Ces deux dernières années, The Chronicles a documenté les cas d’un gouvernement désireux de limiter l’accès de sa population à l’Internet et d’une jeunesse dont la majorité est sans emploi et qui se tourne de plus en plus vers les médias sociaux.

A GAUCHE : Rene Hubert Nsengiyumva, Niyonsenga Schadrack 
AU CENTRE: Mutuyimana Jean Damascène 
A DROITE: Aimable Karasira, Mulindahabi Irénè, Nshimiyimana Jean Baptiste

Le ministère des TIC et de l’innovation et la Commission rwandaise des médias (RMC) sont au premier plan des efforts du gouvernement. Cette dernière, conformément à ses statuts juridiques, se présente comme un organisme indépendant qui régule les médias. Cependant, elle reçoit tout son financement du gouvernement.

En conséquence, il est de plus en plus considéré dans les salles de rédaction rwandaises comme supervisant le travail journalistique au nom du gouvernement. La dernière action en date d’une série d’actes de ce type est la décision prise cette semaine visant à enregistrer les chaînes YouTube. Comme l’a rapporté The Chronicles, il faut 50 000 Rwf (52 dollars) pour l’enregistrement.

Suite à notre reportage, cette décision a suscité une réaction et un choc considérables. Le RMC et les défenseurs de l’initiative affirment que l’enregistrement est destiné, en premier lieu, à ceux qui veulent exploiter les chaînes YouTube en tant que « télévisions ». Ensuite, ils affirment qu’il est nécessaire de mettre en place une sorte de contrôle de la prolifération des YouTubers dont les postes jettent le discrédit sur le journalisme.

Mais comme nous l’avons constaté chez les victimes de cette ligne floue de ce qui est approprié et « non professionnel », si le RMC poursuit de demander que les chaînes des Youtubeurs soient enregistrées, beaucoup d’autres en seront victimes.

Depuis octobre 2018, trois jeunes hommes sont en prison à la suite de contenus apparus sur leur chaîne YouTube IWACU TV. Il s’agit de Mutuyimana Jean Damascène, Nshimiyimana Jean Baptiste et Niyonsenga Schadrack. Le trio purge une peine à la prison de Mageragere, près de Kigali.

Le gouvernement les a accusés d’utiliser IWACU TV pour répandre des rumeurs susceptibles de porter atteinte à la sécurité de l’État. La chaîne aurait diffusé plusieurs vidéos, dont une dans laquelle elle rapporte que le gouvernement paniquait à cause du Congrès national rwandais (RNC), faisant référence à un regroupement de dissidents dirigé par l’ancien chef de l’armée en exil en Afrique du Sud, le général Kayumba Nyamwasa.

Un autre groupe est celui de trois personnes composé de René Hubert Nsengiyumva – qui gérait IBYISHIMO.com, un site d’informations sur les affaires religieuses -, Jean Paul Niyitanga, un reporter pour le site et l’évangéliste local Steven Habimana Alias Niyibeshaho.

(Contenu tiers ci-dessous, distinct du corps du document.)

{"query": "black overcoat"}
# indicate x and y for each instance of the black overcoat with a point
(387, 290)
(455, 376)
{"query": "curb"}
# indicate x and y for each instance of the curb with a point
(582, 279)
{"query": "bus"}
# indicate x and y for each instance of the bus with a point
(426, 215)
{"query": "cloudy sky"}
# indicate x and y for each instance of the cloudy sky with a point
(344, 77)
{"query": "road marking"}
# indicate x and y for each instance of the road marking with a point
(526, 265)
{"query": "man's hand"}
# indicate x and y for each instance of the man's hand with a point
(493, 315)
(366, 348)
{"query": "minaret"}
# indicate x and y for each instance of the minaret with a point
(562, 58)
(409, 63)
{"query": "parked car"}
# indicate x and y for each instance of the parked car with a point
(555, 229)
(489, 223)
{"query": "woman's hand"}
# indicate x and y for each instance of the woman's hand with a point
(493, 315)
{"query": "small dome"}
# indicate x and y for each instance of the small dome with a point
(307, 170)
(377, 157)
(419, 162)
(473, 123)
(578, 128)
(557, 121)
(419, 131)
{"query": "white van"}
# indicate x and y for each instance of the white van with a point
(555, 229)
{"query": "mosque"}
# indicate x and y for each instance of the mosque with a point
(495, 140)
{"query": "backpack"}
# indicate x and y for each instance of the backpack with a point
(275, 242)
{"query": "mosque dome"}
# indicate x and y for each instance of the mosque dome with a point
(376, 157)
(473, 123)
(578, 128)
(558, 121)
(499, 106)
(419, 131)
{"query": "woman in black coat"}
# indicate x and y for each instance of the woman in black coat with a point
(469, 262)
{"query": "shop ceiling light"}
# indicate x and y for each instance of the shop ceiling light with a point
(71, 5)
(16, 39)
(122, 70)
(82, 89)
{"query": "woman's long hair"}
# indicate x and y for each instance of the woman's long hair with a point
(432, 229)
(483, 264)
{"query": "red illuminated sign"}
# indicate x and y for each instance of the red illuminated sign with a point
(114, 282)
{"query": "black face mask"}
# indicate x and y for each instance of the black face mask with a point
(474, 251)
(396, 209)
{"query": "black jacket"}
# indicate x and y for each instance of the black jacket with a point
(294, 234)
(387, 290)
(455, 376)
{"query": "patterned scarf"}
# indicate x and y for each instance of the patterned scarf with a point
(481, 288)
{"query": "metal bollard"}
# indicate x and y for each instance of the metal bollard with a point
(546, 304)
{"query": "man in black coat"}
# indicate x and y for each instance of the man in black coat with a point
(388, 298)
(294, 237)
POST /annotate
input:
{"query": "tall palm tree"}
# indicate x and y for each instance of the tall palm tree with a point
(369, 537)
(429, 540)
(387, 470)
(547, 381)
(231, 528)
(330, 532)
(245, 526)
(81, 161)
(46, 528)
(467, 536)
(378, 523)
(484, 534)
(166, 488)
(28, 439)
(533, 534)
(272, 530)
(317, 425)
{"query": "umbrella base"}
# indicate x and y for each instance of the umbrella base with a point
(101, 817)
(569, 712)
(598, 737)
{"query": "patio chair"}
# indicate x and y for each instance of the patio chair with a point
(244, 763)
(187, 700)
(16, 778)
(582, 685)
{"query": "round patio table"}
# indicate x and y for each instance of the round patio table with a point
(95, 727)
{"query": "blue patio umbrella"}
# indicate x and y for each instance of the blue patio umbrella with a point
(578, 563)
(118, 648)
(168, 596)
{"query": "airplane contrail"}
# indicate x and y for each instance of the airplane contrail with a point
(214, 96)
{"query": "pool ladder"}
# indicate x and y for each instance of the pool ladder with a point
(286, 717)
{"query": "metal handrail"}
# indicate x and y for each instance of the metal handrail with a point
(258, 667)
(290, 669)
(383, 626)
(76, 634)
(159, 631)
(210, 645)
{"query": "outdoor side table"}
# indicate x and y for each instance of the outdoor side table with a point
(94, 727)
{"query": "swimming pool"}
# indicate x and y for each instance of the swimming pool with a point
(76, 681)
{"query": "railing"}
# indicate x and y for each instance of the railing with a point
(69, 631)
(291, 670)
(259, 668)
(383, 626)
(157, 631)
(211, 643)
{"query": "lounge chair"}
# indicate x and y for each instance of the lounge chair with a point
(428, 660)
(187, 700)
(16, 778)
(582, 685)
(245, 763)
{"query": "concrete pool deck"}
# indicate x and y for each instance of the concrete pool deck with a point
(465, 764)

Les problèmes de ces trois personnes ont été causés par le concours Miss Rwanda 2019 en janvier de l’année dernière. Ils sont accusés d’avoir utilisé la chaîne de YouTube IBYISHIMO TV pour propager des informations à connotation ethnique afin de promouvoir la candidate Josiane Mwiseneza.

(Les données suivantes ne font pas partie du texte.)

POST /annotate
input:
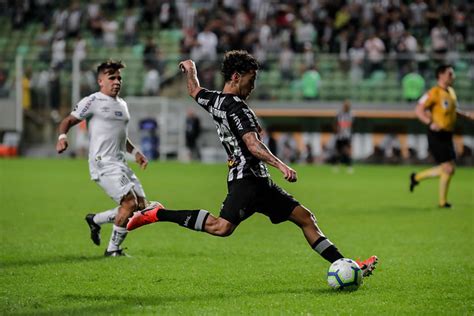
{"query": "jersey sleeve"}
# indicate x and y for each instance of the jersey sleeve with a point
(242, 120)
(84, 108)
(203, 98)
(427, 100)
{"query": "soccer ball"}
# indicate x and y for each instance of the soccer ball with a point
(345, 274)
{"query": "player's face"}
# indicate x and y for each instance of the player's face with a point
(247, 84)
(448, 76)
(110, 82)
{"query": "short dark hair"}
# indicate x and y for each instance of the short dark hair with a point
(239, 61)
(441, 69)
(110, 65)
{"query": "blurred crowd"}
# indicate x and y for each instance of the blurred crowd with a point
(363, 34)
(350, 28)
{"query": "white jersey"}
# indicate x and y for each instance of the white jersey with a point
(107, 124)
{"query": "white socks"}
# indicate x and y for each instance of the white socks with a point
(106, 216)
(118, 236)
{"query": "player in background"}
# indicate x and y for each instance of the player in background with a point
(107, 115)
(250, 188)
(438, 109)
(344, 121)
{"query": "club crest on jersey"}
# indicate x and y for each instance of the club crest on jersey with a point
(445, 103)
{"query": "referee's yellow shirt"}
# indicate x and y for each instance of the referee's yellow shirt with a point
(442, 105)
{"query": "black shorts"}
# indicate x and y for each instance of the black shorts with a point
(441, 146)
(249, 195)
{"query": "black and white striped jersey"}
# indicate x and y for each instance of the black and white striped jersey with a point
(233, 118)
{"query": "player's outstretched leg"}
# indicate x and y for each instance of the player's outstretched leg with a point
(94, 228)
(144, 217)
(303, 217)
(95, 222)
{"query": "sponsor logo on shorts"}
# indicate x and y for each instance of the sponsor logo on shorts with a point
(186, 221)
(203, 101)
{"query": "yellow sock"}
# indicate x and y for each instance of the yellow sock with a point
(443, 187)
(428, 173)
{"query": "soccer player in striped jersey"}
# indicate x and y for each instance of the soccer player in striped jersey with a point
(250, 188)
(438, 109)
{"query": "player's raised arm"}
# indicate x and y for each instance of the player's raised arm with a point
(465, 114)
(260, 150)
(189, 68)
(64, 127)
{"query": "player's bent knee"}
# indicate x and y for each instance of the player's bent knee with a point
(302, 216)
(221, 228)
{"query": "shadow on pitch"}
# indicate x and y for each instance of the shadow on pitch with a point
(49, 260)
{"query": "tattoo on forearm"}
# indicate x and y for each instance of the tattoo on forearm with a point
(193, 82)
(263, 153)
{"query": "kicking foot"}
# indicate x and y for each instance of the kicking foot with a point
(144, 217)
(115, 253)
(368, 266)
(95, 229)
(445, 205)
(413, 182)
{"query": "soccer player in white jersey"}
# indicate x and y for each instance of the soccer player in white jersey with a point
(107, 116)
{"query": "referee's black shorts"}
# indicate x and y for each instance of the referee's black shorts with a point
(249, 195)
(441, 146)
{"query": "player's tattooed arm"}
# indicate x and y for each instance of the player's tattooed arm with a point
(465, 114)
(261, 151)
(189, 68)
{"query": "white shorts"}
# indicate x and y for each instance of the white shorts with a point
(118, 182)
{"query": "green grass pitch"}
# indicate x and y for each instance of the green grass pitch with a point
(48, 265)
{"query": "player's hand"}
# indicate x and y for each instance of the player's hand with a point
(61, 145)
(186, 65)
(141, 160)
(434, 127)
(288, 173)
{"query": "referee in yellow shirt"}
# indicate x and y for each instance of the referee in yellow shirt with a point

Le 7 janvier de la même année, les procureurs affirmaient que le site IBYISHIMO.com a publié un article qui décrivait Mwiseneza comme candidate pour les Rwandais, alors que les autres candidates étaient des étrangères.

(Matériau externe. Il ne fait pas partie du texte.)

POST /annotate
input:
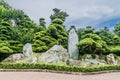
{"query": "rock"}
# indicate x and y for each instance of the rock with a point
(32, 59)
(72, 62)
(27, 49)
(14, 57)
(56, 54)
(110, 59)
(72, 41)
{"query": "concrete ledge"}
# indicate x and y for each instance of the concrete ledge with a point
(53, 71)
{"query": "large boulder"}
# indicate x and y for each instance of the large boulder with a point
(14, 57)
(110, 59)
(56, 54)
(27, 49)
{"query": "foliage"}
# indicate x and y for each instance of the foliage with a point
(58, 14)
(92, 43)
(42, 42)
(57, 31)
(59, 67)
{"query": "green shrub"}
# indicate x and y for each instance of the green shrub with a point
(59, 67)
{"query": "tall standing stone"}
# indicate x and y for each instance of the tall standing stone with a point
(72, 41)
(27, 49)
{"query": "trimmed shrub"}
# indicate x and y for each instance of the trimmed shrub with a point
(59, 67)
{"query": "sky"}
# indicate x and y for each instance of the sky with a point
(82, 13)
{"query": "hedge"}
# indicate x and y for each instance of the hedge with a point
(59, 67)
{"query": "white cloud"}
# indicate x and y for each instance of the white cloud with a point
(87, 12)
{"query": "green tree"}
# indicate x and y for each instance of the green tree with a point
(57, 31)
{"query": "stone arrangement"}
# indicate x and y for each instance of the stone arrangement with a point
(56, 54)
(110, 59)
(72, 41)
(15, 57)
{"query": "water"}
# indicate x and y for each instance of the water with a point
(72, 41)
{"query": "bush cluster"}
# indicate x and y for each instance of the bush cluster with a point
(59, 67)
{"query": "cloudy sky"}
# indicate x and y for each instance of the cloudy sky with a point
(96, 13)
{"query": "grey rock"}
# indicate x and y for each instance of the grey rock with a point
(32, 59)
(27, 49)
(14, 57)
(110, 59)
(72, 41)
(56, 54)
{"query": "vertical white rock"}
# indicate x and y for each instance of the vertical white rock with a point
(27, 49)
(72, 41)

Le lendemain, une vidéo a été publiée sur la chaîne YouTube du site IBYISHIMO TV, dans laquelle l’évangéliste Steven Habimana Alias Niyibeshaho a déclaré que si Mwiseneza n’était pas couronnée Miss Rwanda 2019, les Rwandais seraient en larmes et dans la peine.

Le cas de ces trois personnes reste un mystère. Les procédures judiciaires n’ont pas été poursuivies. Le site est hors ligne, et la chaîne YouTube n’a pas été mise à jour depuis leur arrestation. Ils sont également introuvables, car on ne sait pas où ils se trouvent.

Ensuite, il y a le cas de Niyonsenga Dieudonne alias Cyuma, arrêté le 15 avril, qui avait un site web à sensation en Kinyarwanda ISHEMA et la chaîne YouTube « ISHEMA TV ». Avec une personne qui conduisait, Komezusenge Fidele, le RIB dit qu’ils ne respectaient pas l’ordre gouvernemental de  » rester à la maison  » pendant le confinement national suite au COVID-19.

Cyuma Hassan 

Ils restent tous les deux en prison car leur affaire n’a pas encore commencé. Les faits du Bureau Rwandais d’Investigation (RIB) et les informations fournies par Niyonsenga alors qu’il croupit en prison, sont aussi divergents que ces cas peuvent l’être.

Plus tôt, un autre individu, Nsengimana Theoneste, qui possède également le site web du journal à sensation UMUBAVU et la chaîne YouTube « UMUBAVU TV », a également été arrêté. RIB a déclaré qu’il s’était rendu dans un quartier pauvre de Kigali où il avait versé 20 000 rwf (21 dollars) à un groupe de personnes – pour qu’elles témoignent devant la caméra en le remerciant de les avoir aidés pendant le confinement. Nsengimana est actuellement libre.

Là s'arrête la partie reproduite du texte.